Video compression technologies are about reducing and removing redundant video data so that a digital video file can be effectively sent over a network and stored on computer disks. With efficient compression techniques, a significant reduction in file size can be achieved with little or no adverse effect on the visual quality. The video quality, however, can be affected if the file size is further lowered by raising the compression level for a given compression technique.
Different compression technologies, both proprietary and industry standards, are available. Most network video vendors today use standard compression techniques. Standards are important in ensuring compatibility and interoperability. They are particularly relevant to video compression since video may be used for different purposes and, in some video surveillance applications, needs to be viewable many years from the recording date. By deploying standards, end users are able to pick and choose from different vendors, rather than be tied to one supplier when designing a video surveillance system.
Axis uses three different video compression standards. They are Motion JPEG, MPEG-4 Part 2 (or simply referred to as MPEG-4) and H.264. H.264 is the latest and most efficient video compression standard.
The process of compression involves applying an algorithm to the source video to create a compressed file that is ready for transmission or storage. To play the compressed file, an inverse algorithm is applied to produce a video that shows virtually the same content as the original source video. The time it takes to compress, send, decompress and display a file is called latency. The more advanced the compression algorithm, the higher the latency.

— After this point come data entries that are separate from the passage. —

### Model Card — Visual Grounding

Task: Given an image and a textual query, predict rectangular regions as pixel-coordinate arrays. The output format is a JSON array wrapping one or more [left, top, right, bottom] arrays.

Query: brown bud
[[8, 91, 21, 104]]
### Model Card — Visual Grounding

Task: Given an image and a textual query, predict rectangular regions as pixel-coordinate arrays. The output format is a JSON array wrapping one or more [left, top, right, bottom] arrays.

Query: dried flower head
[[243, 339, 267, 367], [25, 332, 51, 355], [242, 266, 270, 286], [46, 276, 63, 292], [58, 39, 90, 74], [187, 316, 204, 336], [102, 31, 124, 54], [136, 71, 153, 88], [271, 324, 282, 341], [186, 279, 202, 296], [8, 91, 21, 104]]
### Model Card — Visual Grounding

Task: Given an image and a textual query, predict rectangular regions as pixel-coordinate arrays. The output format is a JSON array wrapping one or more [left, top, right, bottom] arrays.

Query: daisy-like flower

A pair of algorithms that works together is called a video codec (encoder/decoder). Video codecs of different standards are normally not compatible with each other; that is, video content that is compressed using one standard cannot be decompressed with a different standard. For instance, an MPEG-4 decoder will not work with an H.264 encoder. This is simply because one algorithm cannot correctly decode the output from another algorithm but it is possible to implement many different algorithms in the same software or hardware, which would then enable multiple formats to coexist.
Image compression vs. video compression
Different compression standards utilize different methods of reducing data, and hence, results differ in bit rate, quality and latency. Compression algorithms fall into two types: image compression and video compression.

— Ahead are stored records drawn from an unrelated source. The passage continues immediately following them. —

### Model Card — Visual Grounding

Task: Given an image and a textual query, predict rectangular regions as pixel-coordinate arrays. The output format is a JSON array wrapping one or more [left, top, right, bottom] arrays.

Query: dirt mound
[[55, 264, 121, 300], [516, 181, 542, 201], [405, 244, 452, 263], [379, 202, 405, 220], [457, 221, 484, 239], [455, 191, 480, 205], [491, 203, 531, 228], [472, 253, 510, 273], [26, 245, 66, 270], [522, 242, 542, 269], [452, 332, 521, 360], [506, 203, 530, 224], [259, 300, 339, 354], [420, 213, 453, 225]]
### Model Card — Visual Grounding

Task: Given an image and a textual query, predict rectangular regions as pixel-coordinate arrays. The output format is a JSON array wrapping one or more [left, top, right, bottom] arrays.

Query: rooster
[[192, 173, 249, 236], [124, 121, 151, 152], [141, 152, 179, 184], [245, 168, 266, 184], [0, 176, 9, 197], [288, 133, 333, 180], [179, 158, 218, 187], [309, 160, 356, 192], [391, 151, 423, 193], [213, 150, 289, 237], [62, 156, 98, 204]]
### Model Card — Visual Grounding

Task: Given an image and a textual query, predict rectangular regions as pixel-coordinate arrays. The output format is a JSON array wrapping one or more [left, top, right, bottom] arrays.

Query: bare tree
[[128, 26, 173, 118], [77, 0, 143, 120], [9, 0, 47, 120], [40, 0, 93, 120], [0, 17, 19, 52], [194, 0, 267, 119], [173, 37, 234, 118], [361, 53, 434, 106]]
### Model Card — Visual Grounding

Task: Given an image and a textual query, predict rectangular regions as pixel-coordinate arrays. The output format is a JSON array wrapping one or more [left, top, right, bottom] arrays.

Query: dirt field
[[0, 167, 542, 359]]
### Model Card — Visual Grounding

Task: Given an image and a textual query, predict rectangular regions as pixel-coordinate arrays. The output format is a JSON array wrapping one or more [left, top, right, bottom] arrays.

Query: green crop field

Image compression uses intraframe coding technology. Data is reduced within an image frame simply by removing unnecessary information that may not be noticeable to the human eye. Motion JPEG is an example of such a compression standard. Images in a Motion JPEG sequence is coded or compressed as individual JPEG images.
Video compression algorithms such as MPEG-4 and H.264 use interframe prediction to reduce video data between a series of frames. This involves techniques such as difference coding, where one frame is compared with a reference frame and only pixels that have changed with respect to the reference frame are coded. In this way, the number of pixel values that is coded and sent is reduced. When such an encoded sequence is displayed, the images appear as in the original video sequence.
Other techniques such as block-based motion compensation can be applied to further reduce the data. Block-based motion compensation takes into account that much of what makes up a new frame in a video sequence can be found in an earlier frame, but perhaps in a different location. This technique divides a frame into a series of macroblocks (blocks of pixels). Block by block, a new frame can be composed or ‘predicted’ by looking for a matching block in a reference frame. If a match is found, the encoder codes the position where the matching block is to be found in the reference frame. Coding the motion vector, as it is called, takes up fewer bits than if the actual content of a block were to be coded.
With interframe prediction, each frame in a sequence of images is classified as a certain type of frame, such as an I-frame, P-frame or B-frame.
An I-frame, or intra frame, is a self-contained frame that can be independently decoded without any reference to other images. The first image in a video sequence is always an I-frame. I-frames are needed as starting points for new viewers or resynchronization points if the transmitted bit stream is damaged. I-frames can be used to implement fast-forward, rewind and other random access functions. An encoder will automatically insert I-frames at regular intervals or on demand if new clients are expected to join in viewing a stream. The drawback of I-frames is that they consume much more bits, but on the other hand, they do not generate many artifacts, which are caused by missing data.
A P-frame, which stands for predictive inter frame, makes references to parts of earlier I and/or P frame(s) to code the frame. P-frames usually require fewer bits than I-frames, but a drawback is that they are very sensitive to transmission errors because of the complex dependency on earlier P and/or I frames.
A B-frame, or bi-predictive inter frame, is a frame that makes references to both an earlier reference frame and a future frame. Using B-frames increases latency.
When a video decoder restores a video by decoding the bit stream frame by frame, decoding must always start with an I-frame. P-frames and B-frames, if used, must be decoded together with the reference frame(s).
Axis network video products allow users to set the GOV (group of video) length, which determines how many P-frames should be sent before another I-frame is sent. By decreasing the frequency of I-frames (longer GOV), the bit rate can be reduced. To reduce latency, B-frames are not used.
Besides difference coding and motion compensation, other advanced methods can be employed to further reduce data and improve video quality. H.264, for example, supports advanced techniques that include prediction schemes for encoding I-frames, improved motion compensation down to sub-pixel accuracy, and an in-loop deblocking filter to smooth block edges (artifacts).